17 It will be recalled that Mrs HGS and Mrs LL stated in their cancellation letters that they did not apply for the second policies written up by the applicant on 8 March 2023.
18 It is fair to accept that, with regard to the first policies, there was a genuine error concerning the mix-up of signatures because those policies were confirmed by the clients as having been approved by them.
19 However, the second policies were – according to the findings of forensic investigation as well as the debarment inquiry – fictitious. The applicant’s failure to deny and rebut these findings lead us to the conclusion that those findings are irrefutable.
IV ANALYSIS
20 The sole issue for determination is whether the applicant’s conduct shows that she no longer complies with the fit and proper requirements of honesty and integrity.

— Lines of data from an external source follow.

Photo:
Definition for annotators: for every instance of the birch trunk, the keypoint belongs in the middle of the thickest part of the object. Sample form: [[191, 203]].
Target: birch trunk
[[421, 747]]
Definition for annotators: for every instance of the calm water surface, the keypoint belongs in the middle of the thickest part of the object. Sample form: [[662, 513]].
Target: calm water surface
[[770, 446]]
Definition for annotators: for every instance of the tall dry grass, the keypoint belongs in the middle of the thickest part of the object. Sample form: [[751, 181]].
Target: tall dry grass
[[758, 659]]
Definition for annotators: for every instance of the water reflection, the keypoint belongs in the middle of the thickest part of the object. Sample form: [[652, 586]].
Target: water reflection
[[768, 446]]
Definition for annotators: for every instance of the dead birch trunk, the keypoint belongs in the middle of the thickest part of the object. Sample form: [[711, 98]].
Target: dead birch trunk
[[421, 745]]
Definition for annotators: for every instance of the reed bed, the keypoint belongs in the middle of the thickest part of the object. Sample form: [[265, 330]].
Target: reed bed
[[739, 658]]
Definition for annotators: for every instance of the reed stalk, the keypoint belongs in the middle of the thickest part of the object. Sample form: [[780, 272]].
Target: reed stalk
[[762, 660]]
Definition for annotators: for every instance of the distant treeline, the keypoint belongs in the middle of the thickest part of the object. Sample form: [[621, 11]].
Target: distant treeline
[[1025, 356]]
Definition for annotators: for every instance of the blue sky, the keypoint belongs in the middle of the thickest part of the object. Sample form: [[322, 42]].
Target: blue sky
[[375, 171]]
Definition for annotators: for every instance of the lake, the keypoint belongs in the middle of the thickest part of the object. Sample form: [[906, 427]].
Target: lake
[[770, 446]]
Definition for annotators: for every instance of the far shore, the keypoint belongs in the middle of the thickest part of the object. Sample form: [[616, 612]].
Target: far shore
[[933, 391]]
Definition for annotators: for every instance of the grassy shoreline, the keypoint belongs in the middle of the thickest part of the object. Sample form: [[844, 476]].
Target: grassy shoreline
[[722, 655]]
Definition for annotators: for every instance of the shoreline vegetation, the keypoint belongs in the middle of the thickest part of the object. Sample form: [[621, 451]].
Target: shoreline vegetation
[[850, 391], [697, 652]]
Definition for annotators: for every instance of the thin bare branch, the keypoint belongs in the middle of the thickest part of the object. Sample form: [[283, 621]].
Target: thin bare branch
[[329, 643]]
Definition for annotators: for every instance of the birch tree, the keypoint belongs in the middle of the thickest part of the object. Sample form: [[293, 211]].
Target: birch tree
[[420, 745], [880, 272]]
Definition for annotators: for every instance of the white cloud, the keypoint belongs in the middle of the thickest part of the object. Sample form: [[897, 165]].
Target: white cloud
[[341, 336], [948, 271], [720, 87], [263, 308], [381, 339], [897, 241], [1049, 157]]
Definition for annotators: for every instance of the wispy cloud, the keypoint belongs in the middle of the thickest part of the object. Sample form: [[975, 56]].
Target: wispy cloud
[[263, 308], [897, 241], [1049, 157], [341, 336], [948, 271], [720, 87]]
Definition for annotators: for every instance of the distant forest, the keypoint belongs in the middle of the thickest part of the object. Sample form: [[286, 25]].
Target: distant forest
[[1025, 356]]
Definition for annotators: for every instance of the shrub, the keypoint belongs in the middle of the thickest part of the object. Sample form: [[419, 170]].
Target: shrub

21 The provisions of the FAIS Act that govern the debarment of FSP’s, representatives and key individuals for non-compliance with the fit and proper requirements of honesty and integrity have been considered in numerous decisions[1] of this Tribunal, and need not be repeated.
22 The phrase “dishonesty and lack of integrity” mean defect of character, unsoundness of moral principle and corrupted virtue.[2]
23 The question is therefore whether the applicant’s submission of fictitious application forms and activation of fictitious policies demonstrates dishonesty and lack of integrity on her part.
24 There can be no doubt that a representative’s submission of fictitious application forms and activation of fictitious policies demonstrates dishonesty and lack of integrity on her part.
25 For this reason, the application for reconsideration must fail.
V CONCLUSION AND ORDER
26 For all the above reasons, the application for reconsideration must be dismissed. We therefore make the following order:
“The application for reconsideration is dismissed”.
Signed on behalf of the panel at Pretoria on 7 August 2024.
Adv N K Nxumalo
With Justice LTC Harms (chair)
[1] For the most recent, see: S T Bheqezi v Assupol Life Ltd Case No: FSP 60/2023 dated 22 April 2024, at paras [21] to [27].
[2] See Yatheen Rampersadh v First National Bank, a Division of FirstRand Bank Limited Case No: FSP50/2021, dated 13 June 2022, at para [33].